Personally, I test the scaling of functions to know what I can expect which is done with some simple benchmarking. Either I change the number of threads used and look at the speedup for the same workload, or I change the problem size to see how much more performance you can get with more cores.
For example, if you were to plot the parallel speedup vs problem size, you would expect to see something like this, which hopefully shows a speedup equal to the number of threads for large enough problem sizes:
Those last two calls will definitely use GPUs and you’ll see it in nvidia-smi calls via the utilization percentages. Though note those examples will only run for like <1 second IIRC, so you’ll need to be fast (or make the example bigger)
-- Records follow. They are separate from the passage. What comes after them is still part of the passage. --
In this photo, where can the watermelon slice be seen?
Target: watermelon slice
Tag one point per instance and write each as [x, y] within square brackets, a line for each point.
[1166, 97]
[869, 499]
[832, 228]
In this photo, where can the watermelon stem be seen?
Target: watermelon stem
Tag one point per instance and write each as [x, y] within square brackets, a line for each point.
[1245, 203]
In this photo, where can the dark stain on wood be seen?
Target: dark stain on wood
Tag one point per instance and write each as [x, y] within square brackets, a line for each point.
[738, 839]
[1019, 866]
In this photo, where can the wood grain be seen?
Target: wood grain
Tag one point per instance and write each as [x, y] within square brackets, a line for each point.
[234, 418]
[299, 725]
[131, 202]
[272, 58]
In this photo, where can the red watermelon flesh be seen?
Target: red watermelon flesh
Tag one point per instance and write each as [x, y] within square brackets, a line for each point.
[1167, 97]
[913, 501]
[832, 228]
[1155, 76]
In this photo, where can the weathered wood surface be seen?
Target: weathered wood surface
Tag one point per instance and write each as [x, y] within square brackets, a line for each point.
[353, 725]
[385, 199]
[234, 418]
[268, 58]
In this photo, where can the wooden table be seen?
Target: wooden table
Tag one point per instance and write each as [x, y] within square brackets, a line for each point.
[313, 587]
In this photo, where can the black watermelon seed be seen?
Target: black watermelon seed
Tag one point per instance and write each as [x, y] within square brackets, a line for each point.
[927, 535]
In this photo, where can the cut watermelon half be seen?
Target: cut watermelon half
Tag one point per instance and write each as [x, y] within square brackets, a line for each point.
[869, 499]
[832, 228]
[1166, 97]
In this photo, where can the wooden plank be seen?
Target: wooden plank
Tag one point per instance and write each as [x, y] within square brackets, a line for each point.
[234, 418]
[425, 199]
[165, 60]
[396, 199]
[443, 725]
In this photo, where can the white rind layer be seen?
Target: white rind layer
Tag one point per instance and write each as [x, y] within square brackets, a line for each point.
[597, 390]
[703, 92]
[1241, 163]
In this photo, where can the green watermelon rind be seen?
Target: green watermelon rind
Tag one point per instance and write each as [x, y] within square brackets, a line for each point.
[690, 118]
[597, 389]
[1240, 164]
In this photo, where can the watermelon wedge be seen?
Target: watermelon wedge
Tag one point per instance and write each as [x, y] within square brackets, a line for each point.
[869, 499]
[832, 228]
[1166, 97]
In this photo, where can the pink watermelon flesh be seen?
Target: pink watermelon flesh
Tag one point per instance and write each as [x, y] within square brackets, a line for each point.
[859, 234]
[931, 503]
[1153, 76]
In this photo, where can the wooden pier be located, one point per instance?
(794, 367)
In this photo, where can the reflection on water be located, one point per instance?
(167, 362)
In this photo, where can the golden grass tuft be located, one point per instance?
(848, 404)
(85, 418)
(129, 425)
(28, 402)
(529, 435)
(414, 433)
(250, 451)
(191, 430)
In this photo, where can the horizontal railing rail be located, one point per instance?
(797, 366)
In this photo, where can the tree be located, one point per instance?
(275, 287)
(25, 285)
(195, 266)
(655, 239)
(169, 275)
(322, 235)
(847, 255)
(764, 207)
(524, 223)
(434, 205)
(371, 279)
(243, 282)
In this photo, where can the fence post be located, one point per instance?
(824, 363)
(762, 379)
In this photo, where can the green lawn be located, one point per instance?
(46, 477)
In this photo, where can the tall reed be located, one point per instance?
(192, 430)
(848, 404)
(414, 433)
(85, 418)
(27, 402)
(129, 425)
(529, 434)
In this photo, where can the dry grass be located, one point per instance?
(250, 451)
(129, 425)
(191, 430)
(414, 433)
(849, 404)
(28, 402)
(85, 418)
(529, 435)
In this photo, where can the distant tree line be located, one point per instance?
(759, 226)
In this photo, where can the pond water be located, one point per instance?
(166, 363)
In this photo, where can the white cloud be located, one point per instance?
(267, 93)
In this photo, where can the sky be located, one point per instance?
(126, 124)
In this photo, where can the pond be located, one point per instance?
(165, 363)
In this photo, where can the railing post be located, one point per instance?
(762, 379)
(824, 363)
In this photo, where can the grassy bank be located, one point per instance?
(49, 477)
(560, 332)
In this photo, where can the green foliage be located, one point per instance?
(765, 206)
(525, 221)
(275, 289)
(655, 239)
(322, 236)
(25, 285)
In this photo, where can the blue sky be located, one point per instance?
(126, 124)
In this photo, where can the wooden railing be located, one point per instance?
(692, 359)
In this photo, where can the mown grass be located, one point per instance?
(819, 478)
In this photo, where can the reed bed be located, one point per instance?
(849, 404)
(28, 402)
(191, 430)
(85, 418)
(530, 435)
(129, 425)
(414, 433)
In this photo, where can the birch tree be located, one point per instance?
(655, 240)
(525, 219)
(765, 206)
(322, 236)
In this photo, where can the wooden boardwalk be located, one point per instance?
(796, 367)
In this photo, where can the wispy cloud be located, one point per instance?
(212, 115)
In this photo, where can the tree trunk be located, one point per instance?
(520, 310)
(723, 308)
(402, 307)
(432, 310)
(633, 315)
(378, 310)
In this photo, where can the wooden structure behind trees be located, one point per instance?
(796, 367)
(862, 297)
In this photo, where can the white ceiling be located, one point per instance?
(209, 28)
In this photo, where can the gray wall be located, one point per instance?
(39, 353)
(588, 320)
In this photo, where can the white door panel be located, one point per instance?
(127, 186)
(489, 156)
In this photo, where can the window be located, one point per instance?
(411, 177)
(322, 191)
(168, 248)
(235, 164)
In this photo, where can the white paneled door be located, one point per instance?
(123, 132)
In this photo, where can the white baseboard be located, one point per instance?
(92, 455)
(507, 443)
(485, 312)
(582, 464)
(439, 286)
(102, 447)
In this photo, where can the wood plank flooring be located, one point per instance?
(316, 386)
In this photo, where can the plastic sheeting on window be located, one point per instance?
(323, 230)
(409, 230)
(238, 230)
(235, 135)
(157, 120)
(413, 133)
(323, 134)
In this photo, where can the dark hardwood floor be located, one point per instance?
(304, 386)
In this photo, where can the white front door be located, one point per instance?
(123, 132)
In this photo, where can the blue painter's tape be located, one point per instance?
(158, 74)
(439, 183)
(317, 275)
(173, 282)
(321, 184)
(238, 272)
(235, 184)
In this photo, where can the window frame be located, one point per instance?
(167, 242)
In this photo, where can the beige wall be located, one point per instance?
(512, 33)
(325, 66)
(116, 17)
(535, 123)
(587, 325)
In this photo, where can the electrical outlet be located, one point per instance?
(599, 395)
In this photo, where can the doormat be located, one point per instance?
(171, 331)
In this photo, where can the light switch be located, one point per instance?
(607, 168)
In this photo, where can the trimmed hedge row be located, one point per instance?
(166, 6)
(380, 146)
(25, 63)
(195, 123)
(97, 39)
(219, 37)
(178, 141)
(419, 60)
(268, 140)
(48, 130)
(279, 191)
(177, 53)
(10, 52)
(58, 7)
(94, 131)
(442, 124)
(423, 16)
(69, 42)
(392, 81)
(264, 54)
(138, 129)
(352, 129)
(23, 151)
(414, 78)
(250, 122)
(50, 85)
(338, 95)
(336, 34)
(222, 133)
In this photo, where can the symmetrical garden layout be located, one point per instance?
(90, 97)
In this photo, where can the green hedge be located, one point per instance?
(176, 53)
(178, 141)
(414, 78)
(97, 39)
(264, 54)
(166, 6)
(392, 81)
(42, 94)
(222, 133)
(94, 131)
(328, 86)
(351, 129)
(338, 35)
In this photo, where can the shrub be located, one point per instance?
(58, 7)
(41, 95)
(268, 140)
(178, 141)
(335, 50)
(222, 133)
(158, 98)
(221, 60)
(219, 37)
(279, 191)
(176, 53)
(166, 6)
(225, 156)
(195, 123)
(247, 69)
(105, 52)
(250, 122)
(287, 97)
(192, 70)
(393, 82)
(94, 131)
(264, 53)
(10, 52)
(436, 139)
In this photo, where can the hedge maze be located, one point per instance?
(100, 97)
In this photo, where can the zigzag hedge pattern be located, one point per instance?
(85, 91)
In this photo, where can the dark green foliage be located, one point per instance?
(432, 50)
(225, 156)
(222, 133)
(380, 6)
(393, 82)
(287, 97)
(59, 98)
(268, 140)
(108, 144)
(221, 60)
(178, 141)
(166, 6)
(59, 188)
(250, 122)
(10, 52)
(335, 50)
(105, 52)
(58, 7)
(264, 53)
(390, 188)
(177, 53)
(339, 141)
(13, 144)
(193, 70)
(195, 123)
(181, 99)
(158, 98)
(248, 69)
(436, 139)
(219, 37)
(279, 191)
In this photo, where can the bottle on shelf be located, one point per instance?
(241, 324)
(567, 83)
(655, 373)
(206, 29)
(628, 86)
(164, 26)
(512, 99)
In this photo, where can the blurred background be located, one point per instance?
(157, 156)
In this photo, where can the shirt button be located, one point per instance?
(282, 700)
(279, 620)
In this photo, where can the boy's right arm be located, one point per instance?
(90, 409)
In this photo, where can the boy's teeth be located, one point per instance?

Multiple instances is different from multiple threads. Multiple instances would be the result of multiprocessing, i.e. using Distributed. If you’re using top, you’ll just see >100% CPU utilization (using htop is usually a lot nicer for investigating this kind of thing)
I changed modified the penultimate line so that trajectories=1000000, saveat=200.0f.0
I checked nvidia-smi and saw nothing.
In the last time, GPUTsit5(), didn’t load. I am using the DiffEqGPU library, so I’m unsure of why this is giving me an error. I’m getting the error:
UndefVarError: GPUTsit5 not defined
I kept re-running nvidia-smi while solve was running. I kept seeing nothing. So I terminated solve call. Does solve need to complete running for me to see something in nvidia-smi?
Since this exchange, I’ve been letting solve run without terminating it (trajectories=1000000,saveat=200.0f0). So the call has been running at least 10 mins. I still don’t see anything in nvidia-smi.
I don’t know how compilation is supposed to work in Julia. Am I waiting for Julia to compile 10^6 kernels (I think this is the right term for this) to send to the graphics processing units?
You probably want to use v1.8.1 with this. I haven’t tested LTS at least, but I know v1.8.1 should be fine? If that works, I can probably pin down what’s going on with LTS, but most things using advanced compiler toolchains run best with the latest release.
Same thing is occurring with 1.8.1: solve hasn’t completed running for > 10 mins when trajectories=1000000,saveat=200.0f0 and nvidia-smi shows nothing. Any ideas?
Update: It took a half hour to run the first time. I tried running it a second time, in case this decreased the compilation time because something was stored in memory. I checked nvidia-smi again and saw nothing. It took about the same time to run the second time.